The newspaper will be a collection of 24 manifestos by artists, and the brief was like this: PIGDOGANDMONKEYFESTOS
I didn't have time to do the manifesto before I came to Japan, but thought I would do it here. I had a few ideas: one was to use the images from the Modes of Practice Manifesto workshop we did to make a 'how to manifest' manual sheet (this would have been quite a straight take on the theme) the second was to take the first 10 manifestos to appear on google images, and take one point from each - so the first point from the first, second point from the second etc. If I had have done that I would have ended up with this:"Racing around a fireball is a blob of filth on which ladies stockings are sold and Gauguins prized, truly a most deplorable business..." Walter Serner 1918
PIGDOGANDMONKEYFESTOS has been conceived as a collection of contemporary artists manifestos. Celebrating the stupidity of declaring your intentions to the world with the hope of changing it, PIGDOGANDMONKEYFESTOS will be a tragi-comedy of baroque minimalist clownery, grandiose and ill conceived in extreme.
Like an over stuffed letterbox at election time, PIGDOGANDMONKEYFESTOS embraces all the half-baked ideas, dead ends and prejudiced rants that make artists' manifestos wondrous artworks in thenselves. Accepting the paucity of the written word, images made in the spirit of the manifesto will also be included in this landfill of a publication.
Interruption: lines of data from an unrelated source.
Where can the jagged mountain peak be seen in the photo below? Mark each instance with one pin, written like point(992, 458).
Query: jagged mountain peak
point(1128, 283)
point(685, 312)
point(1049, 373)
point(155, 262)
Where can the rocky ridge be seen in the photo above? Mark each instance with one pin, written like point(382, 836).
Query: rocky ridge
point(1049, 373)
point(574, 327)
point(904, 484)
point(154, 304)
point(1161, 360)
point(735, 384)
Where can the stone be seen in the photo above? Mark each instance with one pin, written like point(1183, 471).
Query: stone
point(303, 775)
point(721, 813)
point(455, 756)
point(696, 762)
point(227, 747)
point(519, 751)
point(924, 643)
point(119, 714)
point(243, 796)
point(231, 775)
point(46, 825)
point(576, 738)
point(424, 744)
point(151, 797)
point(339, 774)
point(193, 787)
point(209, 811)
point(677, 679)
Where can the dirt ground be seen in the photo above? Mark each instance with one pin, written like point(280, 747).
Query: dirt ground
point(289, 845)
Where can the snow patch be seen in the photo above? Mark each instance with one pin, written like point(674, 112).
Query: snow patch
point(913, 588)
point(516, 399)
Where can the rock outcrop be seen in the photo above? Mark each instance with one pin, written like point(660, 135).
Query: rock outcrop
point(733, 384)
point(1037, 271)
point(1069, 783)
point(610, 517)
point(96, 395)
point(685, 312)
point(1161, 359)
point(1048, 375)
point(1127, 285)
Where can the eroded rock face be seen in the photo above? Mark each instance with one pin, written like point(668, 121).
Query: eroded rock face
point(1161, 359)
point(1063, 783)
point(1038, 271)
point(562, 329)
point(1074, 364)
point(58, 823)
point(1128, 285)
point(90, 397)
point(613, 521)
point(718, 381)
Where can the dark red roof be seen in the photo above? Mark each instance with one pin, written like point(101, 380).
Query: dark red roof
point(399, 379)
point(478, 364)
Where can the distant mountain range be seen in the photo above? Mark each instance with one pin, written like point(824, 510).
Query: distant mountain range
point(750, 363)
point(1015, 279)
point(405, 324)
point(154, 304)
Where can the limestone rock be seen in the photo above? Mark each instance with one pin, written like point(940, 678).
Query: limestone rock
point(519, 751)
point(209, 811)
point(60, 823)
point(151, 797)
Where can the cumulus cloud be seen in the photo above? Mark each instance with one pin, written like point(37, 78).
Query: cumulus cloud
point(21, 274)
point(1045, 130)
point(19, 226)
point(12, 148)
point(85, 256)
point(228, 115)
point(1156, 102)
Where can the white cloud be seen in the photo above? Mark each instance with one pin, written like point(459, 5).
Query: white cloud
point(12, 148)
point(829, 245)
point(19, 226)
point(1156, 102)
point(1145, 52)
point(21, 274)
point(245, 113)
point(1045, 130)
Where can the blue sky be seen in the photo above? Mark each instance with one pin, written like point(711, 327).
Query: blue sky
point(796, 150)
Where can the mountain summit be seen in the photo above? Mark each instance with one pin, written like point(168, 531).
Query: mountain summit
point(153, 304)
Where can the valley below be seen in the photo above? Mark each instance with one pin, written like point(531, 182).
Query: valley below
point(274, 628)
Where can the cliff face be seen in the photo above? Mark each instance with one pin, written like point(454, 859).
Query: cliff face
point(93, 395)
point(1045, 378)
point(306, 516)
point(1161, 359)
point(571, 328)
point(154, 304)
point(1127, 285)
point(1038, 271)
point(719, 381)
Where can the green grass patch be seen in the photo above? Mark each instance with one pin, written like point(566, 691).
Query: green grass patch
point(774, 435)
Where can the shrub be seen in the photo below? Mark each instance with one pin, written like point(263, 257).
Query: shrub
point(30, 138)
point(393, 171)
24 artists are each to be given a single page.'
Then on the first night at Headspace, Okata-San the local farmer came around and demonstrated how to use leftover rice bran (the brown bit on rice) to improve the nutritional value of cucumbers. There seems to be an unwritten manifesto on the mountain, where villagers all share resources: every day more cucumbers arrive, or someone brings aubergines, and Jamie and Aiko help Okata-San at harvest time, and he then provides them with rice for the rest of the year. Land and space is also shared, exchanges taking place are natural. Another villager arrived the other night with a ladder - saying he noticed that Jamie and Aiko were not picking their plums, (they don't have a long enough ladder) so he offered to pick them, in exchange for a share of them. They can be used to make plum sho-chu. So, this mountain village is all about recognising and sharing resources, helping each other out, supporting each other - a bit like some of the things we agreed in the 'Modes of Practice' manifesto workshop.
I decided to use the photos of the cucumber treatment for my manifesto manual, and I am quite pleased that something made in the mountains of Nara, Japan, will be distributed around London. I am looking forward to seeing the finished publication.